To install UDTube and its dependencies, run the following command:

poetry install

Note you'll have to have poetry installed.

File formats

Other than YAML configuration files, most operations use files in CoNLL-U format. This is a 10-column tab-separated format with a blank line between each sentence and # used for comments. In all cases, the ID and FORM field must be fully populated; the _ blank tag can be used for unknown fields.

Many of our experiments are performed using CoNLL-U data from the Universal Dependencies project.

Tasks

UDTube can perform up to four morphological tasks simultaneously:

  • Lemmatization is performed using the LEMMA field and edit scripts.

  • Universal part-of-speech tagging is performed using the UPOS field: enable with data: use_upos: true.

  • Language-specific part-of-speech tagging is performed using the XPOS field: enable with data: use_xpos: true.

  • Morphological feature tagging is performed using the FEATS field: enable with data: use_feats: true.

The following caveats apply:

  • Note that many newer Universal Dependencies datasets do not have language-specific part-of-speech-tags.
  • The FEATS field is treated as a single unit and is not segmented in any way.
  • One can convert from Universal Dependencies morphological features to UniMorph features using scripts/convert_to_um.py.
  • UDTube does not perform dependency parsing at present, so the HEAD, DEPREL, and DEPS fields are ignored and should be specified as _.

Usage

The udtube command-line tool uses a subcommand interface, with the four following modes. To see the full set of options available with each subcommand, use the --print_config flag. For example:

udtube fit --print_config

will show all configuration options (and their default values) for the fit subcommand.

Training (fit)

In fit mode, one trains a UDTube model from scratch. Naturally, most configuration options need to be set at training time. E.g., it is not possible to switch between different pre-trained encoders or enable new tasks after training.

This mode is invoked using the fit subcommand, like so:

udtube fit --config path/to/config.yaml

Seeding

Setting the seed_everything: argument to some value ensures a reproducible experiment.

Encoder

The encoder layer consists of a pre-trained BERT-style transformer model. By default, UDTube uses multilingual cased BERT (model: encoder: google-bert/bert-base-multilingual-cased). In theory, UDTube can use any Hugging Face pre-trained encoder so long as it provides a AutoTokenizer and has been exposed to the target language.

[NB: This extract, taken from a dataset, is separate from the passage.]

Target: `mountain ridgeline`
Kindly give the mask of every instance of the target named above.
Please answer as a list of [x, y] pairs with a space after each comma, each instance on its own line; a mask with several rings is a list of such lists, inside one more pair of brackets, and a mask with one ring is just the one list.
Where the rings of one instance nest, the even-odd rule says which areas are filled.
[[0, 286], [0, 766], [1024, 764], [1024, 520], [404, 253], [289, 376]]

We list all the Hugging Face encoders we have tested thus far, and warn users when selecting an untested encoder. Since there is no standard for referring to the between-layer dropout probability parameter, it is in some cases also necessary to specify what this argument is called for a given model. We welcome pull requests from users who successfully make use of encoders not listed here.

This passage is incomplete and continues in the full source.